TRANSFORMATION METHOD
- First scan and list the top 5 AI tells you see (privately).
- Rewrite by removing templates, tightening sentences, and making the “why” explicit.
- Do a final pass to: remove banned phrases, remove em-dashes, and ensure no new facts were added.

MINI BEFORE/AFTER EXAMPLES (match this direction)
- “In this post we will explore X…” -> “Two things: X and Y. Here’s what I changed.”
- “Additionally, it’s important to note…” -> delete or rewrite as a direct sentence.
- “In conclusion…” -> delete; end on the last useful command/output or a blunt closing line.

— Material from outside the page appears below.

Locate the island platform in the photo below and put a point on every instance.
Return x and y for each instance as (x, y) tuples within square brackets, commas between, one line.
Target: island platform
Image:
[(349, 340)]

Opus 4.6 tuned system prompt

Use the Base system prompt rules, plus:

- Do a two-pass rewrite: (1) restructure + rewrite, (2) cold reread and tighten.
- Be more aggressive about deleting redundant explanation and “teaching tone”.
- If the draft contains multiple ideas, split into clearer sections and rename headings for clarity.
- Keep the SCORECARD extremely short (5 lines max), then output the rewritten Markdown.

Sonnet 4.6 tuned system prompt

Use the Base system prompt rules, plus:

- One-pass rewrite only (avoid extra meta).
- Prefer minimal edits that achieve the voice: tighten, cut filler, add blunt framing, fix headings.
- Do not expand the post. If you add text, it must be either (a) clearer “why” using existing facts, or (b) a TODO marker.
- Keep the SCORECARD to exactly 5 rubric lines (no extra notes).